Sooo much to talk about. OpenAI released GPT5.5 yesterday. That alone would warrant an entire newsletter. Mythos is disrupting cybersecurity, or perhaps not. Jury is still out.
Anthropic allegedly is planning to pull Claude Code from their Pro plans. If this happens - expect a FURIOUS response in this space. But in this newsletter I wrote about a worrying trend. How slowly but steadily an elite is being formed.
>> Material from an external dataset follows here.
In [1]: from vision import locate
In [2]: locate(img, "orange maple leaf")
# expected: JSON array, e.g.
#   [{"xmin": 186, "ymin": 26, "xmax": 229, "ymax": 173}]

The rich and powerful get access to the latest models , while the rest of the world has to do with less power and compute.
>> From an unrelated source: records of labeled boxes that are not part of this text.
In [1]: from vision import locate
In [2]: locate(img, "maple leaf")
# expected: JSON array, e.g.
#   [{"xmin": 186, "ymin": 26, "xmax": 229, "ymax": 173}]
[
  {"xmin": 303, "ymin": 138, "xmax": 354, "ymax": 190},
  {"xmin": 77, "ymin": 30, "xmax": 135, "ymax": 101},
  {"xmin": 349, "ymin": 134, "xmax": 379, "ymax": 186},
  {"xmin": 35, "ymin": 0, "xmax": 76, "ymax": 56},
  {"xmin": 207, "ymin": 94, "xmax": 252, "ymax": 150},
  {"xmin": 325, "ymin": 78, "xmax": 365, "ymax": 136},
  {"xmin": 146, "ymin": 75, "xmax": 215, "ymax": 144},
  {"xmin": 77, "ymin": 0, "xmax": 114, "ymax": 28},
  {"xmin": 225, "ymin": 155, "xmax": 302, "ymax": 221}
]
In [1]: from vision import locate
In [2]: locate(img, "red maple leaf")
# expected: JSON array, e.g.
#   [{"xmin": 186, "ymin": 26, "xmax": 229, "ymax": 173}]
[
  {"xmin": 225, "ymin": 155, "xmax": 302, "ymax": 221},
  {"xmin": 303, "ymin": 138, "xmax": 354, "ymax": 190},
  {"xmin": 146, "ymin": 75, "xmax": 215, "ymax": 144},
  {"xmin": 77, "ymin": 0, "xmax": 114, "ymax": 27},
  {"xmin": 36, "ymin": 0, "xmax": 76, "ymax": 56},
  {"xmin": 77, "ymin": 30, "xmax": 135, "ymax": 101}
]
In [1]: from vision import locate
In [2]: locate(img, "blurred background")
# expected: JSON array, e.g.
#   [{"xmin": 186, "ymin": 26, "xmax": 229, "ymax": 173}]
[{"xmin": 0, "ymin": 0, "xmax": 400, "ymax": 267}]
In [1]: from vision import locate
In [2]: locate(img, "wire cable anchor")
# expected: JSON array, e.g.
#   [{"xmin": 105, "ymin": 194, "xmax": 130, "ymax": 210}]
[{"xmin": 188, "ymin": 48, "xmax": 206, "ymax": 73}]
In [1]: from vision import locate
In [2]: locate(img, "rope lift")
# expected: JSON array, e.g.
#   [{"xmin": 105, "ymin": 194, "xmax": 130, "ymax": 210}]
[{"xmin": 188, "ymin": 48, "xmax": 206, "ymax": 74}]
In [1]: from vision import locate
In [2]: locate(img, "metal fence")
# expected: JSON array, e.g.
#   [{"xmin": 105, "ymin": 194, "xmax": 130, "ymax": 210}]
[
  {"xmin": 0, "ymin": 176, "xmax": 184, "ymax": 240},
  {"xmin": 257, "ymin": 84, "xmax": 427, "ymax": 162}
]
I turned away from OpenAI and Sam Altman as I can spot a sociopath from miles away. The closer I delve into Anthropic , I’m seeing similar personality traits in Dario Amodei. Perhaps you need to be psycho to lead a frontier AI Lab.

Anyway , here’s my piece

Hope you like it .

I am sitting in my home office in Gent. It’s drizzling outside -- proper Belgian weather, the kind that makes you want to stay indoors and drink something warm. I have a “speculooskoekske” disintegrating into my coffee and three browser tabs open on Anthropic's latest model card. And I am genuinely, thoroughly ticked off.
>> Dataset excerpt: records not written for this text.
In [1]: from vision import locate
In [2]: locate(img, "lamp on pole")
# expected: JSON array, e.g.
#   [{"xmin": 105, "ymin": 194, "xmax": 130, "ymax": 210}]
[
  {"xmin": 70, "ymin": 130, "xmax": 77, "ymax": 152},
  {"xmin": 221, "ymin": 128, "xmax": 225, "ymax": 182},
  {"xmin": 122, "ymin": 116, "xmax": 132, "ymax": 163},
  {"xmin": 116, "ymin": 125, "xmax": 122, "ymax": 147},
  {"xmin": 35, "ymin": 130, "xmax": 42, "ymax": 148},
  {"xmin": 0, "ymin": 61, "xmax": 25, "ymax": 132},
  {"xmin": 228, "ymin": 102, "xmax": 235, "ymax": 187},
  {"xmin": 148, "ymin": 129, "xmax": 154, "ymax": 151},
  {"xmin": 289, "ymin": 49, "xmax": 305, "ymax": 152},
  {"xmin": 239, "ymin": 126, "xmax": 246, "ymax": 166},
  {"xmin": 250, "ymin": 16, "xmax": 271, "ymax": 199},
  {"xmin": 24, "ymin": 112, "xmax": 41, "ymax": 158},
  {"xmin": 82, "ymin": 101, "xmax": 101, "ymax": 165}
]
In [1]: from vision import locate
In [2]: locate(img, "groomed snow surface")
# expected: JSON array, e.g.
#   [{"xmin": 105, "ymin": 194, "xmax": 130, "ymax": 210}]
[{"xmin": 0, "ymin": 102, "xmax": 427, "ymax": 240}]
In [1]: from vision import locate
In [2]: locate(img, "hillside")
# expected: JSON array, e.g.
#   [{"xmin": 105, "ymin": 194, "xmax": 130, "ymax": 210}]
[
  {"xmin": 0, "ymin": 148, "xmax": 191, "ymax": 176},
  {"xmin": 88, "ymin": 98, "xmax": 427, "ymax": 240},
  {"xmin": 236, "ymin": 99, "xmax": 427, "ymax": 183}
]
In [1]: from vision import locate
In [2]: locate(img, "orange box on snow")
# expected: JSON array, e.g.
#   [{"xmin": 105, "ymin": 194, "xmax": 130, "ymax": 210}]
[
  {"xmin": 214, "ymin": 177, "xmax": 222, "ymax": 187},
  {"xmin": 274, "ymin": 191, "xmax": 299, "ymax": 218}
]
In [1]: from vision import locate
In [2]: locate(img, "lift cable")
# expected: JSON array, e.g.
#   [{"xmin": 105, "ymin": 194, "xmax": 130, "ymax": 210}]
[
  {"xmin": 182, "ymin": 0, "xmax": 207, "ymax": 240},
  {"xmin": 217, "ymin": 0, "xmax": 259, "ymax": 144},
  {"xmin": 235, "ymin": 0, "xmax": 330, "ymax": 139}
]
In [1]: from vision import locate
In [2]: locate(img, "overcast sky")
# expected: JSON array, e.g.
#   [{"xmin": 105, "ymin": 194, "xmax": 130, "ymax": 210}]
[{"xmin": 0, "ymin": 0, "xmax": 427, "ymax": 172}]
Last week I wrote about Mythos. I praised Anthropic for their restraint. I said locking up a 10-trillion-parameter coding god was the responsible thing to do. I stand by that take. But this week, seven days later, Anthropic has pulled a cynical stunt that puts them back into my “dislike” book

They released Opus 4.7. And they told us - in writing, in the model card - that they intentionally damaged it before shipping.

Capability Laundering

Let me translate Anthropic's own language from corporate-speak into human:

"During its training we experimented with efforts to differentially reduce these capabilities."

Translation: we built the better model and then kneecapped it before letting you use it.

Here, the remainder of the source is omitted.